The 400D takes over from Canon’s best-selling 350D, bringing another 2 million pixels, a bigger screen and a bundle of other goodies.
Canon’s EOS 350D may have been the biggest-selling DSLR of all time, but that hasn’t prevented it from getting the chop. Well, ‘chop’ is a tad dramatic – it’s been retired and replaced by the 400D.
You can get the 400D in body-only form but, unless you’ve already got some Canon lenses, the camera and lens kit is better value, even though the 18-55mm zoom isn’t the world’s greatest piece of glass. You do get a good manual and Canon’s Digital Photo Pro application for processing RAW files though.
Unfortunately, you may be glad of it because the Canon’s JPEGs aren’t the best.

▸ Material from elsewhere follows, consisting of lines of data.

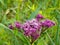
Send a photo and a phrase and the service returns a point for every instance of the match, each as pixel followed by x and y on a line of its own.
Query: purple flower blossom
pixel 31 27
pixel 11 26
pixel 18 25
pixel 48 23
pixel 39 16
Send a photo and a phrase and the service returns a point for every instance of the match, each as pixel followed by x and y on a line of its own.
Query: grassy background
pixel 22 10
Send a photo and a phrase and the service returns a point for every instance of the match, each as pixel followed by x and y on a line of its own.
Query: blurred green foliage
pixel 22 10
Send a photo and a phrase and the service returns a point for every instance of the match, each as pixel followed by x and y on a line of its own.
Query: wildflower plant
pixel 32 29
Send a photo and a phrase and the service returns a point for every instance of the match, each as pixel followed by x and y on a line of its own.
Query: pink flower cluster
pixel 32 28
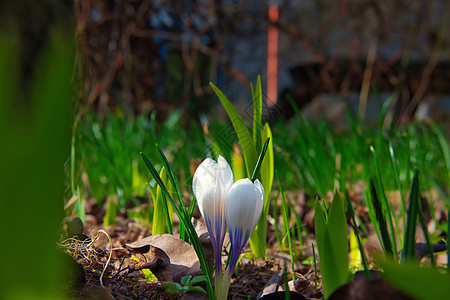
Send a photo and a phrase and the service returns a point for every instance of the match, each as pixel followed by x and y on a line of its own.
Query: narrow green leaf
pixel 358 236
pixel 387 207
pixel 185 220
pixel 257 114
pixel 258 238
pixel 381 220
pixel 160 207
pixel 410 233
pixel 243 134
pixel 260 159
pixel 332 244
pixel 284 212
pixel 111 212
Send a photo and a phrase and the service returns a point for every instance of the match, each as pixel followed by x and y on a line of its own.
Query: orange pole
pixel 272 57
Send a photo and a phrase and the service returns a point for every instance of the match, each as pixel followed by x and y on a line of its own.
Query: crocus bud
pixel 211 183
pixel 243 208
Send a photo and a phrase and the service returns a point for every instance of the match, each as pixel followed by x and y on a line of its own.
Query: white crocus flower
pixel 211 183
pixel 243 208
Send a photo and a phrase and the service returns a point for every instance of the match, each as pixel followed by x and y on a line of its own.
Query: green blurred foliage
pixel 34 129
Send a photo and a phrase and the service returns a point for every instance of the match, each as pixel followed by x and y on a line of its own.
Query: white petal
pixel 210 185
pixel 244 205
pixel 259 203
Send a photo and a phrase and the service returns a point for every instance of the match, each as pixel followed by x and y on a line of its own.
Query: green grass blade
pixel 284 212
pixel 399 187
pixel 257 114
pixel 381 220
pixel 418 282
pixel 426 235
pixel 183 215
pixel 410 233
pixel 331 236
pixel 258 237
pixel 260 159
pixel 243 134
pixel 387 207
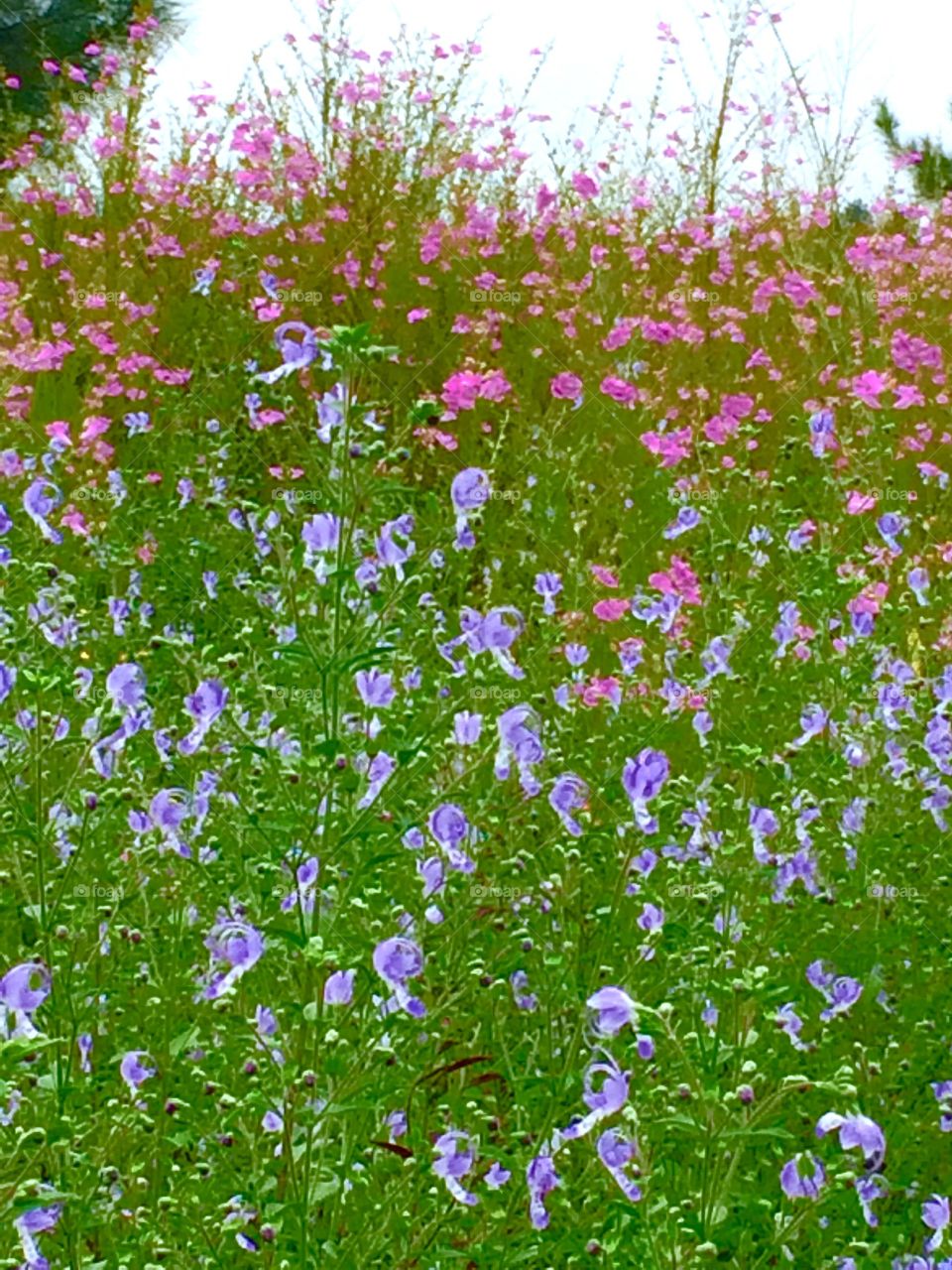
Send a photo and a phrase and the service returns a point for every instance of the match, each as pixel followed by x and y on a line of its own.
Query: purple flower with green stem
pixel 134 1071
pixel 936 1215
pixel 613 1008
pixel 206 705
pixel 617 1153
pixel 295 353
pixel 456 1157
pixel 40 500
pixel 798 1183
pixel 236 947
pixel 468 492
pixel 28 1225
pixel 540 1179
pixel 569 794
pixel 375 689
pixel 547 585
pixel 643 779
pixel 856 1130
pixel 23 989
pixel 607 1098
pixel 339 988
pixel 398 960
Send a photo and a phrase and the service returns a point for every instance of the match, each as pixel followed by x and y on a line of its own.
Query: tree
pixel 930 169
pixel 44 53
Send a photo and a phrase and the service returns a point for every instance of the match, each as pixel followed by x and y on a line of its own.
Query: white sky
pixel 855 50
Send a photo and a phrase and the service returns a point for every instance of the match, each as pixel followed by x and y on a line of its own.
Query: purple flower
pixel 870 1189
pixel 524 1000
pixel 936 1215
pixel 823 434
pixel 451 828
pixel 918 581
pixel 856 1130
pixel 379 772
pixel 40 500
pixel 397 960
pixel 652 919
pixel 134 1071
pixel 206 703
pixel 303 894
pixel 235 947
pixel 643 779
pixel 430 870
pixel 843 994
pixel 272 1121
pixel 569 794
pixel 615 1010
pixel 376 689
pixel 814 721
pixel 467 728
pixel 391 553
pixel 320 535
pixel 800 1185
pixel 339 988
pixel 520 739
pixel 470 490
pixel 687 518
pixel 548 585
pixel 607 1100
pixel 540 1179
pixel 456 1157
pixel 791 1024
pixel 126 685
pixel 616 1153
pixel 84 1043
pixel 26 987
pixel 295 353
pixel 31 1223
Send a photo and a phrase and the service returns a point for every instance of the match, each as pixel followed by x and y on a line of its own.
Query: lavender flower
pixel 643 779
pixel 397 960
pixel 456 1157
pixel 802 1185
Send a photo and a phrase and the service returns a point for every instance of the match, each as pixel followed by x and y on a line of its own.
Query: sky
pixel 852 50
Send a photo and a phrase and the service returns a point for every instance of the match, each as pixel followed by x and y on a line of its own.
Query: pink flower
pixel 565 386
pixel 670 445
pixel 869 386
pixel 620 390
pixel 611 610
pixel 584 185
pixel 604 575
pixel 907 395
pixel 858 503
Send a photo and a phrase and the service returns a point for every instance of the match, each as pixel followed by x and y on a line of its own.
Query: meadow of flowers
pixel 475 694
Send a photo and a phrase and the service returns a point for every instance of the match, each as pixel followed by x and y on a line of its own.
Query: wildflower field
pixel 475 694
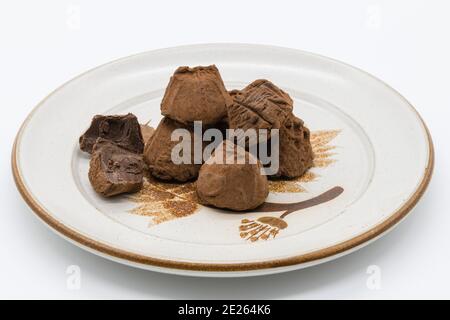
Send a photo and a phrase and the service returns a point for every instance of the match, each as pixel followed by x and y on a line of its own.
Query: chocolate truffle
pixel 147 132
pixel 196 94
pixel 158 153
pixel 124 131
pixel 232 186
pixel 295 151
pixel 114 170
pixel 260 105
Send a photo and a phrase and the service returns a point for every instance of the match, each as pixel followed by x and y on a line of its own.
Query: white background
pixel 405 43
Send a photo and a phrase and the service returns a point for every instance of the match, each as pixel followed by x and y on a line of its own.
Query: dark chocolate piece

Up close there’s a kind of ‘glassiness’ to ultra-fine detail, though you have to be a bit nerdy to look that hard. RAW shots come really sharp, though.
Canon’s long-running 18-55mm EF-S kit zoom gets a bit woolly towards the edge of the frame, but it’s OK at smaller apertures. The AF’s fast and quiet and the zoom has a sweet action.
It’s also got Canon’s unique A-DEP mode, which checks the distance of near and far objects and comes up with a focus distance and lens aperture that gets both sharp. Now that’s clever.
The 400D’s controls are excellent. Of all the DLSRs we’ve tested, this is the quickest for common adjustments like white balance and ISO.
The overall shape isn’t so good. The grip’s barely big enough for three fingers, though the controls are nicely-spaced. You just press the buttons and turn the dial on top of the handgrip.
The 400Ds controls are clearly labelled, quick to use and make the rest look clumsy as hell. Even pros will be impressed by its design.
It’s also got the classiest display, which shows the current shooting settings clearly and simply. A sensor under the viewfinder means that when you put the camera to your eye the LCD backlight goes off. Canon’s camera designers are smarter than the average.
What a card
Unlike cheapskate rivals, the EOS 400D sticks to CF memory cards. Good news if you’ve got a collection of them, though bad news if you’re upgrading from an SD-equipped compact.
The 400D isn’t the cheapest 10MP SLR you can get, but it’s not far off. It’s good value because it’s such a quick and efficient camera to use, and if you shoot RAW files it takes super-sharp shots.